Saint Therese of Lisieux first read the book when she was 14 years old and says,
Reading this was one of the greatest graces of my life. I read it at the window of my study, and the impression I received from it is too intimate and too sweet for me to express . . . All the great truths of religion, the mysteries of eternity, plunged my soul into a happiness not of the earth . . . I experienced already what God reserves for those who love Him (not with the eye of man, but with that of the heart), and seeing that the eternal rewards had no proportion to the light sacrifices of life, I wanted to love, to love Jesus with passion, to give Him a thousand proofs of love while I still could. I copied out several passages on perfect love, on the reception that the good God will give His elect at the moment when He Himself becomes their great and eternal reward, and I kept repeating unceasingly the words of love burning in my heart."
In a section on the Eucharist he describes how the priest on the altar, fills a representative function by assuming the person of Jesus Christ. I should note that as he wrote this in the 19th Century he is describing the priests actions in what is now called the Extraordinary Form of the Mass. In reading this it is obvious to note the loss of the sacred and mysterious when compared to the actions of the priest in today's Novus Ordo. Where the priest too often begins Mass more like a 'Master of Ceremonies.'
At Mass, we come out of the sacristy wearing on our shoulders that mysterious chasuble, the image of the Cross that our Lord Jesus Christ bore upon His own shoulders. The alb that covers us represents the white robe in which the Son of God was mocked at the court of Herod, but which His innocence transformed into a garment of dazzling brightness. We carry, hanging from our arms, that maniple of tears, intended to wipe away the sweat from our foreheads and restore us from our failings.

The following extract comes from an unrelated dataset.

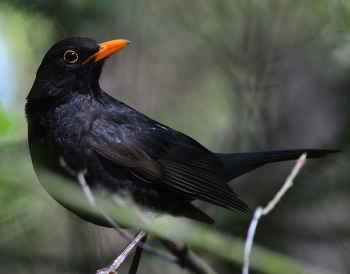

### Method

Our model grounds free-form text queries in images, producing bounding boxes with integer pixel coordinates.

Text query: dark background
[0,0,350,274]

After bowing, we ascend the steps of the altar, as our Lord Jesus Christ climbed the steps of Golgotha. we raise our hands, when we say Oremus, as Jesus Christ prayed, with His hands raised toward His Father. At the Canon, we speak in a low voice, like Jesus Christ, who, in the Garden of Olives, moved a stone's throw away from His disciples, in order to enter into the silence of recollection and prayer. At the Elevation, we take the Host in our hands, just as Jesus Christ, at the Last Supper, took the bread and wine into His holy and venerable hands. Then our words cease, our personality disappears, and the voice of Jesus Christ replaces that of His minister. it is no longer we who speak, no longer we who live: the body of the priest has become the very body of God.